Sri Lanka’s debt crisis tests China’s role as financier to poor countries. By Alexander Saeedy.
As Sri Lanka’s foreign-exchange reserves began to dwindle under a mountain of debt early in the Covid-19 pandemic, some officials argued it was time to ask for a bailout from the International Monetary Fund, a politically fraught move that traditionally comes with painful austerity measures.
But China, Sri Lanka’s largest single creditor, offered a tempting alternative: Skip the IMF’s bitter medicine for now and just keep adding on new debt to pay off the old, according to current and former Sri Lankan officials. Sri Lanka agreed, and soon $3 billion in new credits poured in from Chinese banks in 2020 and 2021.

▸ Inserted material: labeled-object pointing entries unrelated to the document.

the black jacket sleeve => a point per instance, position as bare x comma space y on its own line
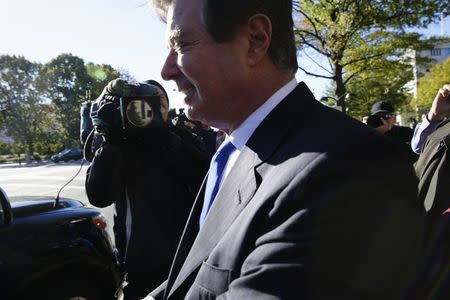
105, 182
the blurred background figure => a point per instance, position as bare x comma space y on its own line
383, 120
439, 111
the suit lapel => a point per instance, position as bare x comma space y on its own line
236, 191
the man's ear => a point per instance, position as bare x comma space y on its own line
260, 36
164, 108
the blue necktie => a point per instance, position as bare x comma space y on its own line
216, 168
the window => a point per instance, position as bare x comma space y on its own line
436, 52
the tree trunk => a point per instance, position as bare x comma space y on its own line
340, 90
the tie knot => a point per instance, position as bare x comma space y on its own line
226, 149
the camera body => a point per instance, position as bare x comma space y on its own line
127, 110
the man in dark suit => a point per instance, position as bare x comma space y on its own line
311, 204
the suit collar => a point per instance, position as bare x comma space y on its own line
238, 188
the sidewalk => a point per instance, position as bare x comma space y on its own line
23, 164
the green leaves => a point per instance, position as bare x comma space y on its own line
360, 39
430, 83
42, 102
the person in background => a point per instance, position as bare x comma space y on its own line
386, 124
151, 177
301, 201
439, 110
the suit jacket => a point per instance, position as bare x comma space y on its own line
317, 206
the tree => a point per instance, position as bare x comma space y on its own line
68, 81
100, 75
360, 35
65, 81
430, 83
25, 112
385, 82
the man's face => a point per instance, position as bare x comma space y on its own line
207, 73
388, 117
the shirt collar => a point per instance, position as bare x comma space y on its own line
240, 136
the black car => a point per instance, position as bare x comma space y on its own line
68, 154
55, 250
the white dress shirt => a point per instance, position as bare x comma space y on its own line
240, 136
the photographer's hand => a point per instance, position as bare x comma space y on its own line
441, 105
385, 127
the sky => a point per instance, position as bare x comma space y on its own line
125, 34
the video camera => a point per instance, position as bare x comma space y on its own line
127, 110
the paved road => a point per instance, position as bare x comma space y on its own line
46, 179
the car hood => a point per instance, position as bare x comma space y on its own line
26, 206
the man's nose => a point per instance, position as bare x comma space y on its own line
170, 68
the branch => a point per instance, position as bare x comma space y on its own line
363, 58
313, 74
310, 21
317, 64
304, 41
354, 74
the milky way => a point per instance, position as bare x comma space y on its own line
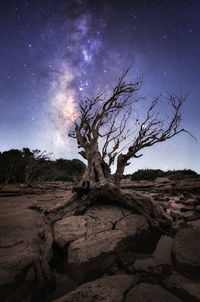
55, 53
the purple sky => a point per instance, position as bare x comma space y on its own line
53, 53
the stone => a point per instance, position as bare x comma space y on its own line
107, 289
69, 229
94, 254
89, 257
186, 251
107, 212
183, 287
25, 250
96, 219
136, 225
194, 224
146, 292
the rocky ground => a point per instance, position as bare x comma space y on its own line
106, 254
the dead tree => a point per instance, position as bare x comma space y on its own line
101, 133
36, 161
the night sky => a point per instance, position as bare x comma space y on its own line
54, 53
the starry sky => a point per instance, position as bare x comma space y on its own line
53, 53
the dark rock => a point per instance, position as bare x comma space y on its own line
96, 220
183, 287
186, 251
25, 249
107, 289
152, 267
194, 224
90, 256
145, 292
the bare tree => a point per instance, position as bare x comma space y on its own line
35, 162
101, 133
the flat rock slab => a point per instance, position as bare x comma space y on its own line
97, 219
107, 289
97, 252
145, 292
25, 249
186, 251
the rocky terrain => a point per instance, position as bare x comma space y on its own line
105, 254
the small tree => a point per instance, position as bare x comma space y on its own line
101, 132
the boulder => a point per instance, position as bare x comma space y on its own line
152, 267
69, 229
183, 287
90, 256
107, 289
97, 219
186, 251
194, 224
25, 249
145, 292
135, 225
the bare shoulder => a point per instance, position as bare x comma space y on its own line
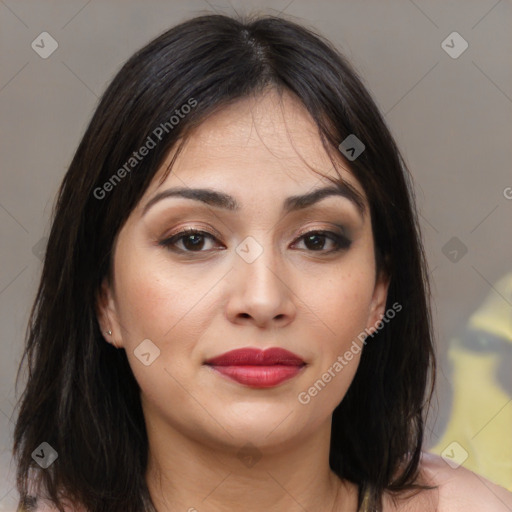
459, 489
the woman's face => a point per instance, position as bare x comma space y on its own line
254, 279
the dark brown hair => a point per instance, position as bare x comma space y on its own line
81, 396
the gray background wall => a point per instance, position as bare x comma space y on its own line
452, 118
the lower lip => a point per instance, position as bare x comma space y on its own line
259, 376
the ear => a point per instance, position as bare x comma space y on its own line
379, 298
107, 315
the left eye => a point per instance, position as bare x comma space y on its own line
193, 240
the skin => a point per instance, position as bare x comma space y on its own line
195, 305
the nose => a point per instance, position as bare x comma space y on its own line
261, 292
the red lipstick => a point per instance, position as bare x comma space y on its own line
257, 368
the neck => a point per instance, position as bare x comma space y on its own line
184, 474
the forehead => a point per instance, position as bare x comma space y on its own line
257, 145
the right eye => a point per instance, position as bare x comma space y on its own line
192, 240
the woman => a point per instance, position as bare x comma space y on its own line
233, 311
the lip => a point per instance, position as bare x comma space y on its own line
258, 368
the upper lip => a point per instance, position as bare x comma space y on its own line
256, 357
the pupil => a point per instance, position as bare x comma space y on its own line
318, 237
194, 244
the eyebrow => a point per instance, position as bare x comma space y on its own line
293, 203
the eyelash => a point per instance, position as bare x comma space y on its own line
341, 242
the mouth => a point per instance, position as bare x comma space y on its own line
257, 368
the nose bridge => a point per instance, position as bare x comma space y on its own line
259, 288
258, 265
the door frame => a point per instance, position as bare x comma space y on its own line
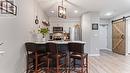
125, 33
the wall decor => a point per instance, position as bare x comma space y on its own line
62, 11
36, 20
95, 26
46, 23
7, 7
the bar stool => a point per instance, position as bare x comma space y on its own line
76, 52
56, 56
35, 58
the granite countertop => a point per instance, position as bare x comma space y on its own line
60, 42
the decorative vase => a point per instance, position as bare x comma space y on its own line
43, 39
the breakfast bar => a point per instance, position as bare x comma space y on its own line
57, 55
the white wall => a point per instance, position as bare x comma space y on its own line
15, 31
90, 36
65, 23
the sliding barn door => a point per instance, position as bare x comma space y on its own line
118, 36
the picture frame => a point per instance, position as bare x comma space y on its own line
61, 15
7, 7
95, 26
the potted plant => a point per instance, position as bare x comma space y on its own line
44, 31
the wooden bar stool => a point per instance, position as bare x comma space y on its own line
38, 58
76, 52
56, 56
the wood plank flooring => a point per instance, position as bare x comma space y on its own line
109, 62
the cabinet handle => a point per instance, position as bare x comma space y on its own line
1, 43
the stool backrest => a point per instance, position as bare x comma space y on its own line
76, 47
51, 48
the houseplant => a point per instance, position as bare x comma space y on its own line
44, 31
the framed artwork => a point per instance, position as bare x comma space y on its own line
94, 26
61, 12
7, 7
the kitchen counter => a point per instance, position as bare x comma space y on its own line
60, 42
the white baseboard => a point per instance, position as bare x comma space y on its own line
109, 49
106, 49
93, 54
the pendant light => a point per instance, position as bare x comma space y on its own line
62, 11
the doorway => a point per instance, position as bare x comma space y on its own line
118, 36
103, 35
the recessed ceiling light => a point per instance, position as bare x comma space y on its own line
75, 11
108, 14
52, 11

Now that plan has blown up, plunging Sri Lanka into chaos. Amid crushing debt and sky-high inflation, the country has run out of US dollars to pay for imports of basic goods, leaving citizens waiting for hours to buy fuel and major cities scrambling to keep the lights on. …
China does not lend like other countries — it has a different purpose:
For more than 60 years, sovereign-debt restructurings have been co-ordinated by the Paris Club, an informal association of 22 major creditor countries, mostly Western and some in Asia, including the U.S., France, Germany, Japan and South Korea.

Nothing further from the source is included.